C’est à cet instant lumineux que se produisit le basculement. Alors que tous les personnages recensés et connus des ombres Sages finissaient de défiler, surgit à l’entrée de l’antichambre un dernier personnage d’un type nouveau et inconnu, comme il en venait peut-être tous les jours des frontières ombragées du monde d’après. Il avait dans le regard cet air de simplicité, d’immédiateté et de vitesse qui laissait sans voix, dans l’intrigue et la dislocation des mots. On entendit comme un bris dans le chant de la petite ombre, qui se tut subitement et plongea malgré elle son regard clair dans celui du personnage ; la fascination mutique l’avait finalement prise elle aussi.

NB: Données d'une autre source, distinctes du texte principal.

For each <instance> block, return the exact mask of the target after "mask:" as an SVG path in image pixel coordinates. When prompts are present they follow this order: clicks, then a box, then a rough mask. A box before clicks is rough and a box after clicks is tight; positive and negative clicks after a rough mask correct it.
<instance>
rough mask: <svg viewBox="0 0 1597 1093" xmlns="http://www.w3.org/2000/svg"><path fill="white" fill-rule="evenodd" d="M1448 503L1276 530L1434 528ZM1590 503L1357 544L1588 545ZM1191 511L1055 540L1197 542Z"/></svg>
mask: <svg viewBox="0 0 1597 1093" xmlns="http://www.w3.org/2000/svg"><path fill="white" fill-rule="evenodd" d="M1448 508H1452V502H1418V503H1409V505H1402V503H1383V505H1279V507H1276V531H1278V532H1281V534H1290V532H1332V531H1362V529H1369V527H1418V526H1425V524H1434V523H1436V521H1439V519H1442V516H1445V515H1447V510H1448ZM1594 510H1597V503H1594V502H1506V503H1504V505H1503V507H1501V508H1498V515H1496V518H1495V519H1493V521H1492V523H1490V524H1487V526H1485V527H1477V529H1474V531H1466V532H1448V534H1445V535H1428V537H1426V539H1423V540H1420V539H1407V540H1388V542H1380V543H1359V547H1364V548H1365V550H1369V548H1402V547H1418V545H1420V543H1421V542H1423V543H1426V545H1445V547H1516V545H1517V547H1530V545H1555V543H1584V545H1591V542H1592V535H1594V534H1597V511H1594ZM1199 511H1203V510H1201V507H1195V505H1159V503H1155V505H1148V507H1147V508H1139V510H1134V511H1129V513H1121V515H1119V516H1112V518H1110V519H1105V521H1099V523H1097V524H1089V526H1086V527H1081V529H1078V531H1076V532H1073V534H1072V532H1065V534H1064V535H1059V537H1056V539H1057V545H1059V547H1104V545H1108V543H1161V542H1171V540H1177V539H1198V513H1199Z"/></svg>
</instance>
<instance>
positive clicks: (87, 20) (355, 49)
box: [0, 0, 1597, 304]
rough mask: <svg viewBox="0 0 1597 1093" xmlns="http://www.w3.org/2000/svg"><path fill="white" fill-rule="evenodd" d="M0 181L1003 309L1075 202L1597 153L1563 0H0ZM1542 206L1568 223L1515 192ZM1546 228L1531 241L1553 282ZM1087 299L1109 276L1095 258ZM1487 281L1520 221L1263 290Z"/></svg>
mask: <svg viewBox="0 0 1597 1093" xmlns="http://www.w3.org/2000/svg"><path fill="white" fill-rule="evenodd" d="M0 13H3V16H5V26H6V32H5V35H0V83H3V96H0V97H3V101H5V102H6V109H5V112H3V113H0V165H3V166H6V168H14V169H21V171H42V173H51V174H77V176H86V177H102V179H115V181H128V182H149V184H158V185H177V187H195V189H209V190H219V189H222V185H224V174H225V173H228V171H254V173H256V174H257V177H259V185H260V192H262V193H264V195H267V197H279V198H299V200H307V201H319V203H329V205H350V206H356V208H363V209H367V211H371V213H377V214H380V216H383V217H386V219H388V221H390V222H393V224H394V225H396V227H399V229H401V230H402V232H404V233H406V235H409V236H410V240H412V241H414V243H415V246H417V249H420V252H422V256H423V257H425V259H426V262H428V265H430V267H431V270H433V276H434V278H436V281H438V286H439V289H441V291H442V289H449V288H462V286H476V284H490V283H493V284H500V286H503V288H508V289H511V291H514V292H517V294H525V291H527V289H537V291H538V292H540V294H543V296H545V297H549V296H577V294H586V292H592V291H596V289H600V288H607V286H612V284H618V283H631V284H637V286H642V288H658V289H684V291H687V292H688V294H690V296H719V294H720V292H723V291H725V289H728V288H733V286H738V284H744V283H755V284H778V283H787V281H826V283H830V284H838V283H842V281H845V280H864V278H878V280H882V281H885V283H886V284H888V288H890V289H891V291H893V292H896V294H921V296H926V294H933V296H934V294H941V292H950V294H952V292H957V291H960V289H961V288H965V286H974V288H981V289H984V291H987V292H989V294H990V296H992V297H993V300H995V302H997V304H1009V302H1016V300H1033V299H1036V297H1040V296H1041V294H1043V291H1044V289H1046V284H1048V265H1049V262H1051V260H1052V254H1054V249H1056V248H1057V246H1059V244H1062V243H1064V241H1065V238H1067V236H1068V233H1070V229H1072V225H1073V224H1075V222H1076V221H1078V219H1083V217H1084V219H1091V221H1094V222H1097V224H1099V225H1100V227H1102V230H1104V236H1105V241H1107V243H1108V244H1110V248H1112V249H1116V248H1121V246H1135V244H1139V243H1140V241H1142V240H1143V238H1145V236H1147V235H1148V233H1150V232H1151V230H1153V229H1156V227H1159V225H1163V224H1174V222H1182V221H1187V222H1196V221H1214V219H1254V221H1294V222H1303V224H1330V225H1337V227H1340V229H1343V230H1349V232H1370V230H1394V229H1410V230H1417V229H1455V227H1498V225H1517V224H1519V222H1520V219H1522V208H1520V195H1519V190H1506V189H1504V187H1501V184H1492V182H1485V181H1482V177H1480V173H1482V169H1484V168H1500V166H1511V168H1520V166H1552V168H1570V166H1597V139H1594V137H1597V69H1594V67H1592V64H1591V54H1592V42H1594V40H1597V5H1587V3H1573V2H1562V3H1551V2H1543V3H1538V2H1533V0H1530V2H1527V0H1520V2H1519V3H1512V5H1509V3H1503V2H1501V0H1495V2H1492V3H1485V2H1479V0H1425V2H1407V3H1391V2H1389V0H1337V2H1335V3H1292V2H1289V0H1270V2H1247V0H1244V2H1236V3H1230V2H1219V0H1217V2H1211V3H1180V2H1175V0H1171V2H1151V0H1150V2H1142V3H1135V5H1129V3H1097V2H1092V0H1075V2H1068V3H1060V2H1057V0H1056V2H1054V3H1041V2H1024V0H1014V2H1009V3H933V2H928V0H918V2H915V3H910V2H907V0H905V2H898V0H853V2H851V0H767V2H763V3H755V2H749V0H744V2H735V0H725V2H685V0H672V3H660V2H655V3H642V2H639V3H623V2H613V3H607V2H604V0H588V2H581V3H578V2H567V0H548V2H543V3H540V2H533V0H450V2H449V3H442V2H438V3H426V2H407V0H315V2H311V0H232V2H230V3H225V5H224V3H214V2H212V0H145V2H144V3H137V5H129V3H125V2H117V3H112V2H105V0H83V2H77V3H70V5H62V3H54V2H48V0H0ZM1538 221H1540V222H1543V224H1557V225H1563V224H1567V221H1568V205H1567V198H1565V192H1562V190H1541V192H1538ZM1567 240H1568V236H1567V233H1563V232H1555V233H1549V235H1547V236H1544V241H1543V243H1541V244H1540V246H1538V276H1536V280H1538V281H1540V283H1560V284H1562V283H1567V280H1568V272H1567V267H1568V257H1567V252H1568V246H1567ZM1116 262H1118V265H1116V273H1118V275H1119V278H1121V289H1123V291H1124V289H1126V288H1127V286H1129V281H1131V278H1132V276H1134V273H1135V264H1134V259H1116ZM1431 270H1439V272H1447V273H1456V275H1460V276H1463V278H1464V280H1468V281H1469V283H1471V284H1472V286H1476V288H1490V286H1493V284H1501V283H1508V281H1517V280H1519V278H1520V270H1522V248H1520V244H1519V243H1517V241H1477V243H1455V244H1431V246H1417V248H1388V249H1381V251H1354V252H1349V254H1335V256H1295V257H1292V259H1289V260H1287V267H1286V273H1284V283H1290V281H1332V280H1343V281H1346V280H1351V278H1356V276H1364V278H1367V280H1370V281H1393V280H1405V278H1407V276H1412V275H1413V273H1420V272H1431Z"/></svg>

Alors comme la petite ombre s’avançait vers le nouveau venu en tendant sa petite main grisonnante, le chef Sage, ombre paisible sous l’autorité de laquelle se reposaient tous les autres Sages, plein d’un savoir pesant et distant, confia à la vieille ombre dont les yeux noirs commençaient à se mouiller, à grand peine, dans sa langue murmurée : « Nous sommes entrés dans le monde d’après, un monde tout négatif où les mots s’échangent sans bruit, et où même la lumière est devenue sombre. Pour beaucoup d’entre nous, les regards lumineux de ces personnages sont devenus, au prix du langage qu’ils nous volent, une forme de salut que vous ne leur enlèverez pas. C’est une Providence nécessaire. » Alors sur ces ultimes paroles, dans un déchirement étouffé, les lumières sombres à l’horizon avaient fini de décliner, l’œil-de-bœuf s’était clos pour toujours, et dans l’obscurité parfaite du monde d’après, subsistait seule la lumière blanchâtre du tout dernier écran portable que la petite venait de saisir.